Für die Regierung scheint diese Frage geklärt: In einer nächtlichen Pressekonferenz erklärte Staatssekretär Arturo Nuñez, bei der EPR handele es sich um den „bewaffneten Arm“ der Revolutionär-Klandestinen Arbeiterpartei der Volkseinheit (Procup), einer marxistisch-leninistischen Splitterpartei aus den siebziger Jahren.

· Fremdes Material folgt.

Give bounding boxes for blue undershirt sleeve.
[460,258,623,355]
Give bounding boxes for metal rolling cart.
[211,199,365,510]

Als zivile „Unterstützergruppen“ der berüchtigten Procup, die sich unter anderem schon 1994 kurz nach dem Zapatistenaufstand zu einem Bombenanschlag in der Hauptstadt bekannt hatte, nannte Nuñez namentlich diverse Bauernorganisationen, darunter auch den guerrensischen Verband OCSS. Nach Einschätzung des Innenministeriums habe die EPR mit der jüngsten Anschlagsserie offenbar den Eindruck einer „massiven landesweiten Präsenz“ erwecken wollen – Armeesprecher hatten die Mitgliederzahl bisher mit „weniger als 100“ angegeben.

Ungewöhnliches Lob wurde den Zapatista-Guerilleros aus dem benachbarten Chiapas zuteil: Diese verfügten im Gegensatz zur EPR wenigstens über eine „soziale Basis“, ließ Präsident Zedillo zu später Stunde noch verlauten, und hätten ihren Forderungen „niemals durch Terror“ Nachdruck verliehen.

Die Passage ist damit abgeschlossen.